Sì, ho cominciato ad intessere delle collaborazioni con etichette come la Sub Rosa di Bruxelles e con altri musicisti e così ho proseguito con la pubblicazione di altri lavori. Ci sono stati anche periodi della mia vita in cui mi sono dedicato solo a lavori su commissione per documentari e altro...

Visto che prima si parlava di collezionismo a proposito del tuo disco, mi viene in mente tutto il filone della library music che consta di appassionati, di uscite ricercatissime e di compositori sconosciuti o persino anonimi. Ti sei mai interessato a quel mondo, data anche la tua attività di sonorizzazione?
Sì, soprattutto per quello che riguarda la nostra nazione, dove questo genere di attività è stato spesso mal visto perché considerato poco serio... Ci sono grandissimi compositori e direttori d'orchestra come ad esempio Annunzio Paolo Mantovani che hanno scritto cose molto interessanti al di fuori dell'ambito accademico. Molti di questi musicisti sono stati riscoperti proprio grazie ai collezionisti, spesso ragazzi che comperavano raccolte contenenti musiche per film e che da lì cominciavano un percorso di studio e di riutilizzo di quelle composizioni.

Ennio Morricone ha sempre sofferto il fatto di essere più conosciuto per il proprio lavoro in ambito cinematografico che per quello accademico. Nel suo discorso durante la cerimonia degli Oscar lo disse chiaramente...
Sai, io credo che ognuno di noi stia in un sistema o comunque appartenga a delle categorie. Io non mi illudo di vivere in un paese aperto, però sono convinto che ognuno debba continuare a perseguire quello che fa e a trovare gioia in quello che fa, anche se non è sempre possibile o facile. Se tu ti crei una tua disciplina del fare soffri meno per ciò che ti succede attorno. Mi immagino che un talento come il suo possa aver sofferto per aver messo per così tanto tempo delle capacità indiscutibili al servizio di film infimi... perché diciamocelo che spesso Morricone ha lavorato a dei filmacci spaventosi! Certo, fare quelle cose non sarà il massimo dell'aspirazione, però viviamocela... Io non vivo in paradisi artificiali: so che lavoro e vivo in un paese non facile come mentalità ma sono felice delle cose che faccio, sono felice di girarlo con la mia musica.

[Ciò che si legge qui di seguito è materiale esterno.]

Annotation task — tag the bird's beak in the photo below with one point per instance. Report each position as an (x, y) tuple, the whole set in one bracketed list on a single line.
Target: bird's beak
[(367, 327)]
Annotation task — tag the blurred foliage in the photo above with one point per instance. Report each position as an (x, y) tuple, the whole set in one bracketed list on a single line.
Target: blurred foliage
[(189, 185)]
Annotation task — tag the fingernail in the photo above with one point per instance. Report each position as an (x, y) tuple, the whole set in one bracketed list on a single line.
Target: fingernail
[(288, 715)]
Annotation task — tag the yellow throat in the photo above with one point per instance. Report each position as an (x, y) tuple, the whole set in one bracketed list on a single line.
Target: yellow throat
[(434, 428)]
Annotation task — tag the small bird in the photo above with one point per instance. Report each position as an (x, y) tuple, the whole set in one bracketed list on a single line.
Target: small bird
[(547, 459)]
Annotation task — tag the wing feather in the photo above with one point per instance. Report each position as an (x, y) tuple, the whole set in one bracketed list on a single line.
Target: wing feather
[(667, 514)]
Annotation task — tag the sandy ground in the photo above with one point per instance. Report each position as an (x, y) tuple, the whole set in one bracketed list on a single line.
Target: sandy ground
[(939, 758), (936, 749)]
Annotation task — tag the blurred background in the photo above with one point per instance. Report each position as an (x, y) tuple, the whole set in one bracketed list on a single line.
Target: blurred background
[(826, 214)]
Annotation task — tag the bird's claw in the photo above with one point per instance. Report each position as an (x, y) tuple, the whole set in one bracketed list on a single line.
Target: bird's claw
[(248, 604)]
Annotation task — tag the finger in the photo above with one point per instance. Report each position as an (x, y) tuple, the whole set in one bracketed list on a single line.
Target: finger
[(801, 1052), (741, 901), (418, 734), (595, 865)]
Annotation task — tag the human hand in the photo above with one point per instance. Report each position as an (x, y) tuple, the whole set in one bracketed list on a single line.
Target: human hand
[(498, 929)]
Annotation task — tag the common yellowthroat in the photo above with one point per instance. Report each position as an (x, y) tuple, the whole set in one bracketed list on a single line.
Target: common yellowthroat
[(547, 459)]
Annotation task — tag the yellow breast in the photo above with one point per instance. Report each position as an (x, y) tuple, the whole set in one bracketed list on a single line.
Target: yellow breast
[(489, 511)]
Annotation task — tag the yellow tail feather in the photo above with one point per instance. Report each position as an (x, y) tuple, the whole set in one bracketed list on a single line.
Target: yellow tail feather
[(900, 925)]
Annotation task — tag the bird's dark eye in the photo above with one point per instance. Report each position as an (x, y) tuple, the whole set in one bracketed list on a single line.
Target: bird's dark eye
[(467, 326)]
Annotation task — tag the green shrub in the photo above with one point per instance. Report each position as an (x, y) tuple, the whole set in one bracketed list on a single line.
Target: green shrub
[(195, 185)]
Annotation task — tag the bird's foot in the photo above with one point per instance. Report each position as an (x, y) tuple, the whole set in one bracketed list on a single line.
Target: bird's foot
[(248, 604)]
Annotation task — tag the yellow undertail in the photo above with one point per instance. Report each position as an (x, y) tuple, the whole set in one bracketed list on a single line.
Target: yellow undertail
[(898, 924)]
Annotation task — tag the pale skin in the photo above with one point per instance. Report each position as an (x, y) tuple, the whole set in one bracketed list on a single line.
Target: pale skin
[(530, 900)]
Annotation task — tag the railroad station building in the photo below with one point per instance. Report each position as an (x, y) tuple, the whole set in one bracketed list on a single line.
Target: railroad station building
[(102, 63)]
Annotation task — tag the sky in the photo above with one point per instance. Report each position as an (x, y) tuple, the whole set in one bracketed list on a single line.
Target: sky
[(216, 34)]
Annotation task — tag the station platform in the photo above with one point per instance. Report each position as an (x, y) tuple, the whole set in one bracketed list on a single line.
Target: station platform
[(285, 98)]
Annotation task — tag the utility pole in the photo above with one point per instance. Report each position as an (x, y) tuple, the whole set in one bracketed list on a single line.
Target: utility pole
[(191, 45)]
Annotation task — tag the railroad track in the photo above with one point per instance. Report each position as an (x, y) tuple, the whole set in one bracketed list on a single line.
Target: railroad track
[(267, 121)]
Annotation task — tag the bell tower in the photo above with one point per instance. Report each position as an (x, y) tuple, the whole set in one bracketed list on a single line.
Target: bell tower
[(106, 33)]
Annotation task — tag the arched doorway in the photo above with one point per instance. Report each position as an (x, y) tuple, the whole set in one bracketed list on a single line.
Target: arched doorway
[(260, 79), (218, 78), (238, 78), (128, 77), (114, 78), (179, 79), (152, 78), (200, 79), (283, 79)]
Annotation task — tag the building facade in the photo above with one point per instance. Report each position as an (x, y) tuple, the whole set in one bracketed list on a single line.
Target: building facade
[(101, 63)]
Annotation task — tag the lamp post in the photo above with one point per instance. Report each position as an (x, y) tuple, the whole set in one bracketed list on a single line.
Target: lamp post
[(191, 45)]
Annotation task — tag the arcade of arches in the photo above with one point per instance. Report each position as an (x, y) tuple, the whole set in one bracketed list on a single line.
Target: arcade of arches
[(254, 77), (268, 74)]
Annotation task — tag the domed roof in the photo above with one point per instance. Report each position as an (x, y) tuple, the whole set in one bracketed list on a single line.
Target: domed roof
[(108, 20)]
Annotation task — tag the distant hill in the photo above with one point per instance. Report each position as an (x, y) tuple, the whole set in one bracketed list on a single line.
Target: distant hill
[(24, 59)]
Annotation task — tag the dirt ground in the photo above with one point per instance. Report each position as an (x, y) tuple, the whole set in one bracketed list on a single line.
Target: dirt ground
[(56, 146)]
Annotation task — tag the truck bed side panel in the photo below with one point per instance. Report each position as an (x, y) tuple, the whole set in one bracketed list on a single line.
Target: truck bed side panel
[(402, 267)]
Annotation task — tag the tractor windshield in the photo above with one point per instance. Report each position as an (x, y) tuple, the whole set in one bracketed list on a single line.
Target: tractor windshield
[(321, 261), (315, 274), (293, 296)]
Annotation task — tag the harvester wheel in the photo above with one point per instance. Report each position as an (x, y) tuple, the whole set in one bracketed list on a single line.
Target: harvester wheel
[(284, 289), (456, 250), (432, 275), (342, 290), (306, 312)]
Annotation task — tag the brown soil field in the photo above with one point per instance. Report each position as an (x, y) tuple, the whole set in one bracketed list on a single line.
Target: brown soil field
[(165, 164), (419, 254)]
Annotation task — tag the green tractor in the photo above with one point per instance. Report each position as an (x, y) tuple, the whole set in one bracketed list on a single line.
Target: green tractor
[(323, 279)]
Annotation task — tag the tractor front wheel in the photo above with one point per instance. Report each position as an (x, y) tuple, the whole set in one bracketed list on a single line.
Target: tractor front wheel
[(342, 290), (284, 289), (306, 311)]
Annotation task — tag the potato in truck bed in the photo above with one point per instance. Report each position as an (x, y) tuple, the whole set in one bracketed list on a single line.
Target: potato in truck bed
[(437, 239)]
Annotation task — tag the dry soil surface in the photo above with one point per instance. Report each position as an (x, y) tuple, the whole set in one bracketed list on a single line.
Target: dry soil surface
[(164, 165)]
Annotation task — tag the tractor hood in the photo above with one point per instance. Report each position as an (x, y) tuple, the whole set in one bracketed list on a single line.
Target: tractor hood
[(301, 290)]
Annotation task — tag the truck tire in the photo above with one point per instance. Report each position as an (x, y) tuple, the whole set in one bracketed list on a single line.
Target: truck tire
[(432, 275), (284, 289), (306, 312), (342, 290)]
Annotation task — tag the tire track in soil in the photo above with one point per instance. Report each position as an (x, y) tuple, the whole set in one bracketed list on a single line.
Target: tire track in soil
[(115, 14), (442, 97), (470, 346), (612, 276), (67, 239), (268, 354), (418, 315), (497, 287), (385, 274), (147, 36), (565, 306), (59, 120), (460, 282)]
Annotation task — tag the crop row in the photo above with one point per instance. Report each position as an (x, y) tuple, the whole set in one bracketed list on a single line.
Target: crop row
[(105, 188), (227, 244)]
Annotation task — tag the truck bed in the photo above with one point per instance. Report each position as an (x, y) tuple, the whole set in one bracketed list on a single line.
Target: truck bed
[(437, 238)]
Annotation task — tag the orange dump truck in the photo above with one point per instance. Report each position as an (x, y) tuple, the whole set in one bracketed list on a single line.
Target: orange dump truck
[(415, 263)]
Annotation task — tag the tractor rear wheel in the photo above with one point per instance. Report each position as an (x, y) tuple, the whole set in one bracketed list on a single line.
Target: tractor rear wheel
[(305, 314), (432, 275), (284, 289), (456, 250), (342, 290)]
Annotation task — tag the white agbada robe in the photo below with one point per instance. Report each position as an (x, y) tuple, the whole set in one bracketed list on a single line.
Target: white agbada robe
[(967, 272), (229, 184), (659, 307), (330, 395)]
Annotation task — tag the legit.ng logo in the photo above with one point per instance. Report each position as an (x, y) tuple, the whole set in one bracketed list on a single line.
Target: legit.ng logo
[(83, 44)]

Tu hai sempre vissuto a Venezia, la tua città d'origine?
Sì, non riesco a staccarmene. Ora vivo sulla terraferma per via della mia famiglia e del lavoro, però non riesco a starne troppo lontano. E guarda caso, quando giro mi trovo bene in città dove c'è tanta acqua, come Amburgo... ripeto, fare quello che faccio nel mio paese mi fa stare bene e non credo che emigrare sia necessario per essere considerato in quello che fai. Alle volte può essere una scusa, alle volte è vero. Non disprezzo l'Italia, nonostante ne abbia fatte passare tante anche a me.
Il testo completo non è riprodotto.